We’re almost two years on from the historic Brexit vote but with negotiations still ongoing there is not yet clarity around how the UK’s withdrawal will happen and what will be the impact. Uncertainty is an oft used word as far as Brexit is concerned. That said, as our Head of Brexit Andrew Gray set out in his recent blog, the boundaries of the potential scenarios for our future relationship with the EU are clear enough for meaningful scenario plans to be prepared now. Given the lead times for some of the mitigation activities needed to address potential Brexit related risks, for many sectors, the impetus to act is growing.
So what about the Oil & Gas sector? In the conversations I have had with many clients across the UK and EU, it’s frequently been said that the oil & gas industry considers itself a global industry, more focussed on macro issues such as commodity price and cost reduction rather than more regional affairs.
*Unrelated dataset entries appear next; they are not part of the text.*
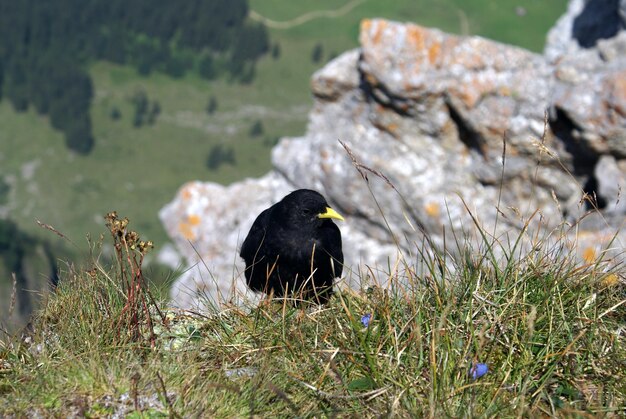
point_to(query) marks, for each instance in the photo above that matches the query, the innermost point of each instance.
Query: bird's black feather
(291, 250)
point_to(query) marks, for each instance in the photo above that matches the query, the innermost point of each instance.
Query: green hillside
(138, 170)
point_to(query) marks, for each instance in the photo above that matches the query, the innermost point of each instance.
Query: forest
(46, 47)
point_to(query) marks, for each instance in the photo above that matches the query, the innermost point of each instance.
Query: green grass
(137, 171)
(549, 329)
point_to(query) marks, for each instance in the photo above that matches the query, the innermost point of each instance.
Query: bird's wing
(254, 240)
(334, 247)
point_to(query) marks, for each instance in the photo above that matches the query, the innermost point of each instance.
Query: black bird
(294, 248)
As we are starting to see, geo-political events can have a significant market influence, however, and, as such, the potential impact of Brexit needs to be taken into account. Moreover, whilst the strategic focus of international oil & gas companies might be at a global level, management teams in the UK will be judged on local performance, and therefore it is vital that the potential ramifications of Brexit are planned for and addressed.
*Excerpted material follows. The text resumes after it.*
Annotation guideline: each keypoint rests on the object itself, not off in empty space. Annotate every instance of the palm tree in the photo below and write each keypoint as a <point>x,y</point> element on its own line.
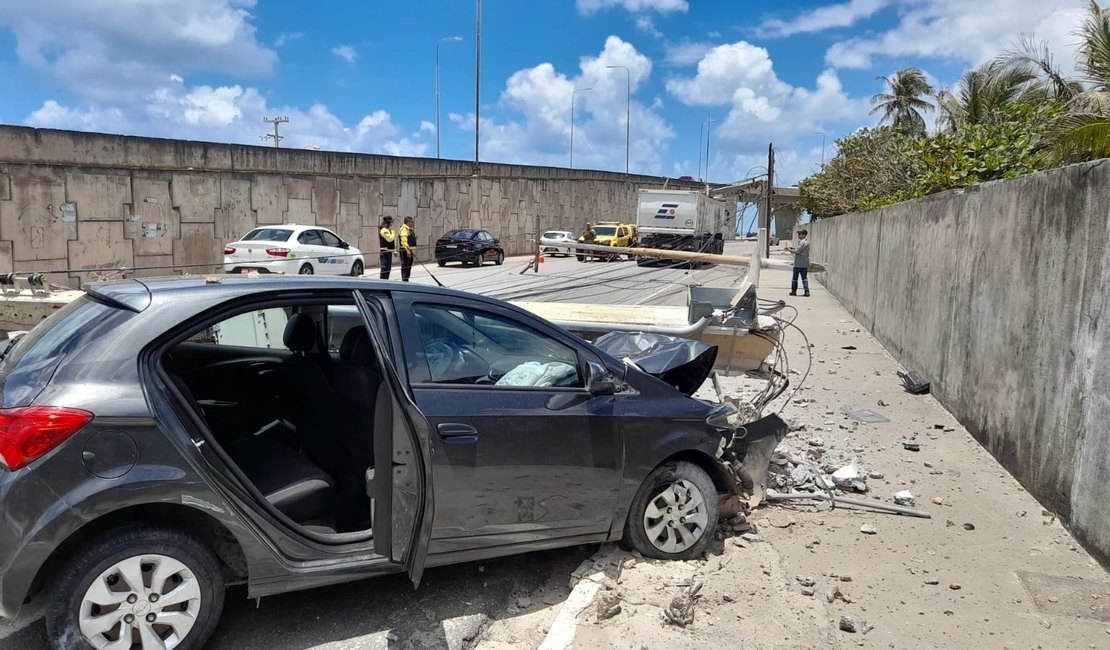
<point>988,94</point>
<point>904,100</point>
<point>1083,129</point>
There are three reasons why I think those of us passionate about the future success of the UK oil and gas industry should pause to think deeply about the implications.
First, for an industry concerned about production costs, the potential increased costs of trade post-Brexit merit proper consideration. The most often voiced concern around Brexit is that of how tariffs may impact trade. A report commissioned by Oil & Gas UK last summer suggested that WTO style tariffs could add something in the region of £500m, doubling the annual trade bill with the EU. With so much still to be agreed regarding the future of customs, and no guarantees about future customs procedures and reliefs for the sector, there are also other often hidden administrative costs associated with cross-border trade that are often overlooked. Furthermore, increased red tape for customs procedures could be an issue. Often the equipment is critical for safety or production and is needed urgently therefore any delays and extra costs could give rise to major issues if not properly planned for. And, whilst some of this might be offset by favourable exchange rates on selling oil, which is priced in USD, there is a desire to avoid anything which may take the industry back to the days of cost escalation. Taking stock of the potential cost implications of different scenarios offers the opportunity to put in place plans to avoid or minimise those costs.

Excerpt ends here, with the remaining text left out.